# Get another degree?



## Cerberus (Feb 13, 2005)

.


----------



## NoDirectionHome (Oct 24, 2010)

What did you major in that was "worthless"?

Also, from my perspective, any chance I could get to go to college, I would take. I'd be a student for life if I could. :b I hope I can manage to get out of college without debt too.


----------



## Giraffe (Sep 7, 2010)

I was an English major. 5 years after graduating, I went back to school for healthcare stuff. 

It's fun, and it'll probably be easier to be a good student now that you're a little older than you were the first time around.


----------



## littledaisy (Jul 22, 2010)

Computer Science is one of the few majors where you can actually get hired by just doing an undergrad. I'd say go for it.


----------



## water36 (Nov 5, 2010)

That is definitely a good decision. Graduating computer science is great for working in the industry or freelance work at home.


----------



## alte (Sep 4, 2010)

I don't know what your first degree is but if it is absolutely worthless as you say, then there is nothing wrong with getting a second degree in a solid, marketable major like computer science. You will ideally be working decades in the field you choose now. Relative to this, 4 years spent getting the degree is a small compromise.


----------



## veron (Apr 29, 2009)

I'm also considering getting another degree. While the one I have now isn't exactly "useless" (graphic design), it's something I have very little interest in and wish in no way to pursue. I've since gotten an entry level job that I really like, and am considering going to uni to get a degree in the relevant field. If I ever lose this job, I'll have work experience but still be an unskilled worker, because of no diploma. In some way, I'm tied down to the company I work for. But on the other hand, I don't want to quit my job to go to school again.


----------



## Mordeci (Oct 18, 2010)

Cerberus said:


> Anyone else major in something practically worthless and considered going back to school for a degree that's a little more marketable? I managed to get through college debt-free the first time, so it's not like it would kill me to get another one.
> 
> I've been teaching myself programming over the past couple weeks. I'm thinking I'll go back to school for a computer science degree. I might not even have to finish it to gain employment in the field.

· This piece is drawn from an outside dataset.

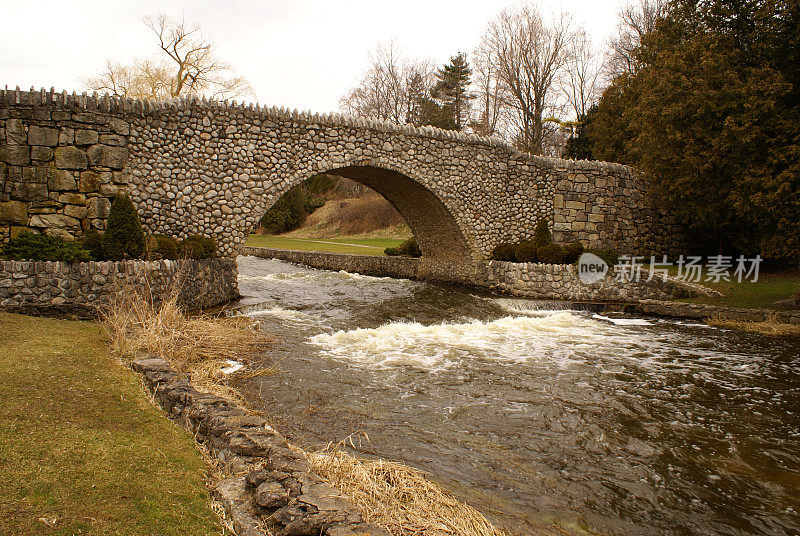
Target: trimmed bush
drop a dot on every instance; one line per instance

I thought the same thing except what I wanted to go back to school for wasn't really marketable either. I did a double major in college for Political Science International Studies and English Literature. When I had doubts about my current path I actually considered film school, which is another liberal arts degree. I was surprised, they said they don't accept applicants who already have bachelors degrees and said to try their masters program, it might just be that school or it might be a national thing, but look into see if they would want you to apply to a undergrad or graduate level program.


----------



## Roberto (Aug 16, 2004)

Maybe you should just take shop classes from a community college and start your own business. Welding contractor, or maybe a mobile auto mechanic. From what I've heard programming for a company sounds really boring. Whatever you do, aspire to create your own means to a living because working for somebody else and putting up with all their BS sucks. Why spend all that time getting educated just to be somebodies expletive expletive female dog.


----------



## seafolly (Jun 17, 2010)

If you can afford it and have the time I would absolutely go for this second degree if you think it's what truly interests you. I must admit any poli sci majors I know of tend to continue into law school rather than stop at BA. And don't let one class stop you. As you said, get a tutor and study.  I was terrified about calculus as I hadn't taken high school math since 2001. It's just about logical thinking though, you don't really need a whole lot of background. With some over the phone tutoring from a friend who was working at another university, I managed to score 92%. I have never ever done so well in a university course. And the point of sharing the grade is just to show you that you don't need to be a math whiz to understand it. Calculus is a language all in its own and I have to assume you think logically anyway to be striving for a computer science degree!


----------